L'e-ID pouvant donc être considérée comme un outil supplémentaire, il ne faut pas s'attendre à un changement radical de système. On envisage plutôt un scénario hybride qui combinerait les atouts des deux mondes:

  1. Intégration sécurisée: l'e-ID pourrait à l'avenir être utilisée pour simplifier et sécuriser la création d'identités éducatives (par ex., l'entrée dans une nouvelle école) sans qu'il soit nécessaire de présenter une pièce d'identité physique.
  2. Justificatifs vérifiables: les établissements de formation pourraient utiliser l'infrastructure de confiance de l'État pour agir en tant qu'émetteurs fiables. Un certificat ne serait alors plus seulement un fichier PDF, mais serait également disponible sous la forme d'un enregistrement infalsifiable qu'une personne pourrait utiliser tout au long de sa vie.
    Pour plus d'informations, voir Certificat de maturité sous forme de justificatif numérique.
  3. Connectivité internationale: la Suisse visant à adopter des normes compatibles avec le portefeuille européen EUDI, il est possible qu'à l'avenir, les diplômes suisses puissent être présentés de manière numérique à l'échelle internationale. 
     

Conclusion: façonner les identités

L'introduction de l'e-ID n'est pas une nécessité technique qui concurrence les solutions existantes telles qu'Edulog ou Switch edu-ID. Il s'agit plutôt d'une invitation lancée à l’espace de la formation à repenser la gestion des identités: passer d'une simple gestion des accès à un écosystème centré sur l'utilisateur, dans lequel la «clé» d'accès et le «portefeuille» permettant de naviguer dans le paysage éducatif s'imbriquent de manière transparente. Outre les avantages pour les individus, les institutions peuvent également bénéficier d'une multitude d'avantages. Les processus existants peuvent être simplifiés, voire automatisés.

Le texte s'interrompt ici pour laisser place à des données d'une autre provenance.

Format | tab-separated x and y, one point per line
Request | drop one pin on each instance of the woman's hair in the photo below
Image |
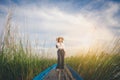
57	39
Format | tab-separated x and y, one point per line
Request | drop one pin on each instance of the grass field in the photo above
17	63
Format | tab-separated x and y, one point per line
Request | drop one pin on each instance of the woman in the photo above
60	52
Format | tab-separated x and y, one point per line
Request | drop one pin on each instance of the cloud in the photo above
80	28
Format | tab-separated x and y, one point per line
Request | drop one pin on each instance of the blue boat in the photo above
51	72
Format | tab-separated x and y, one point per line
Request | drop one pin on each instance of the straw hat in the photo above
59	38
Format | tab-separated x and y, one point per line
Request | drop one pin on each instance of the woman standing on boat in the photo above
60	52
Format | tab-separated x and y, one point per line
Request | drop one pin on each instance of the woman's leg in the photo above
62	59
58	59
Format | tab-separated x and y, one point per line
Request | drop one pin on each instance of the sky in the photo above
81	22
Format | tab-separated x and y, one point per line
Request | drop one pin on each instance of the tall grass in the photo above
18	63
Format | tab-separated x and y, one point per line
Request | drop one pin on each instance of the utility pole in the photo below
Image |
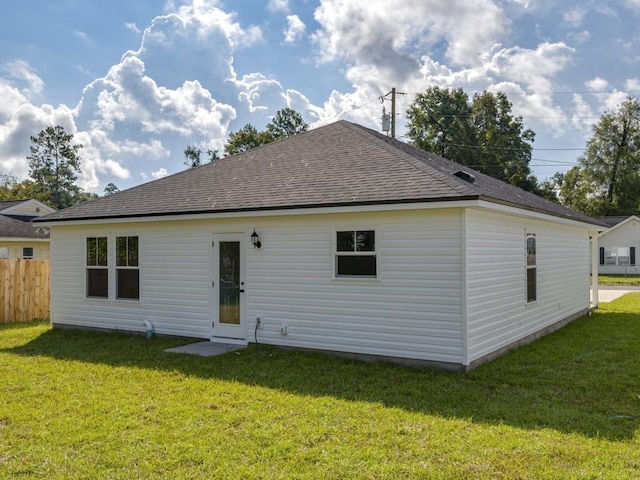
393	112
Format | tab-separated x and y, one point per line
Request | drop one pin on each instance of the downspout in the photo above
149	326
595	262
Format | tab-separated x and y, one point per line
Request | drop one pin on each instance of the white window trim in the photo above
335	253
96	267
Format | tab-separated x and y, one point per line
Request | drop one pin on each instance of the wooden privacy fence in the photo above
24	289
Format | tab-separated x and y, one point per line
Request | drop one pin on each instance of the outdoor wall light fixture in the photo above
255	239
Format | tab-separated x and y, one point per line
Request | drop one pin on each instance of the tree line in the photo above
480	132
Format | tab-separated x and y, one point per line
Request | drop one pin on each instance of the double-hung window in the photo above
97	267
127	269
356	253
531	268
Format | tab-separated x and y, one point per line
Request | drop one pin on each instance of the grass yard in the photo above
78	404
619	280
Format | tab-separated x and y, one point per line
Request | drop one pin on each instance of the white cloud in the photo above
295	29
82	36
598	85
131	26
162	172
574	16
382	33
278	5
21	73
532	68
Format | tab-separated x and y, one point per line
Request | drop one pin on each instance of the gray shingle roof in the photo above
14	228
335	165
4	204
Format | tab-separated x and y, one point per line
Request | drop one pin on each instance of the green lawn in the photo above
619	280
83	405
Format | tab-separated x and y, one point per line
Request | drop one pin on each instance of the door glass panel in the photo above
229	283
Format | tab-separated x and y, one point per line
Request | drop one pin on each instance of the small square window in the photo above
355	253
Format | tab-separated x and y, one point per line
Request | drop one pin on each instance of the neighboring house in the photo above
339	239
619	245
19	237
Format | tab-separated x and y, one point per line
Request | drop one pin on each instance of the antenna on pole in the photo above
393	112
389	120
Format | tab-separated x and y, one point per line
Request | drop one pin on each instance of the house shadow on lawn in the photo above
582	379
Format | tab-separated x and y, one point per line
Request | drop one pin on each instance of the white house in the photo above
618	246
19	237
339	239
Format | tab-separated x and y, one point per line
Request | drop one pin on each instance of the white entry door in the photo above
229	303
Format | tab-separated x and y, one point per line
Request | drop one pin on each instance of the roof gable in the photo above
29	207
335	165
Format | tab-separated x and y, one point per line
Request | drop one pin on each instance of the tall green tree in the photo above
286	123
13	189
481	133
54	164
440	122
110	189
607	178
504	146
246	138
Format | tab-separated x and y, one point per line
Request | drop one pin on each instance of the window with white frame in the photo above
621	256
356	254
532	281
97	267
127	269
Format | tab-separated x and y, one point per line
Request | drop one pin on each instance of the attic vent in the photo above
467	177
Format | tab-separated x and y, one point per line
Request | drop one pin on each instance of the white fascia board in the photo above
521	212
387	207
269	213
624	222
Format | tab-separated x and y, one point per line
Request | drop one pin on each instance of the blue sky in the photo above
138	81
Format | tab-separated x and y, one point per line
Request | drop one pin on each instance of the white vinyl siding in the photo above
498	313
623	236
14	249
411	310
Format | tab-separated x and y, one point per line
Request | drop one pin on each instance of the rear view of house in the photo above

Il convient toutefois de veiller à ce que ces possibilités soient utilisées de manière appropriée et adaptée à l'âge. Si les cas d'utilisation de l'identité de base et des justificatifs numériques sont plutôt rares au niveau primaire, ils deviennent de plus en plus fréquents à mesure que le parcours éducatif progresse. En outre, il est prévu que la participation analogique aux processus et les justificatifs analogiques restent possibles. Cela découle d'une part du caractère volontaire de l'e-ID en soi et du fait que les enfants et les jeunes ne disposent de plus en plus de documents d'identité (électroniques) qu'avec l'âge. À cela s'ajoutent des préférences formelles, car en fin de compte, un diplôme classique encadré accroché au mur est plus esthétique que le texte source imprimé d’un justificatif numérique vérifiable.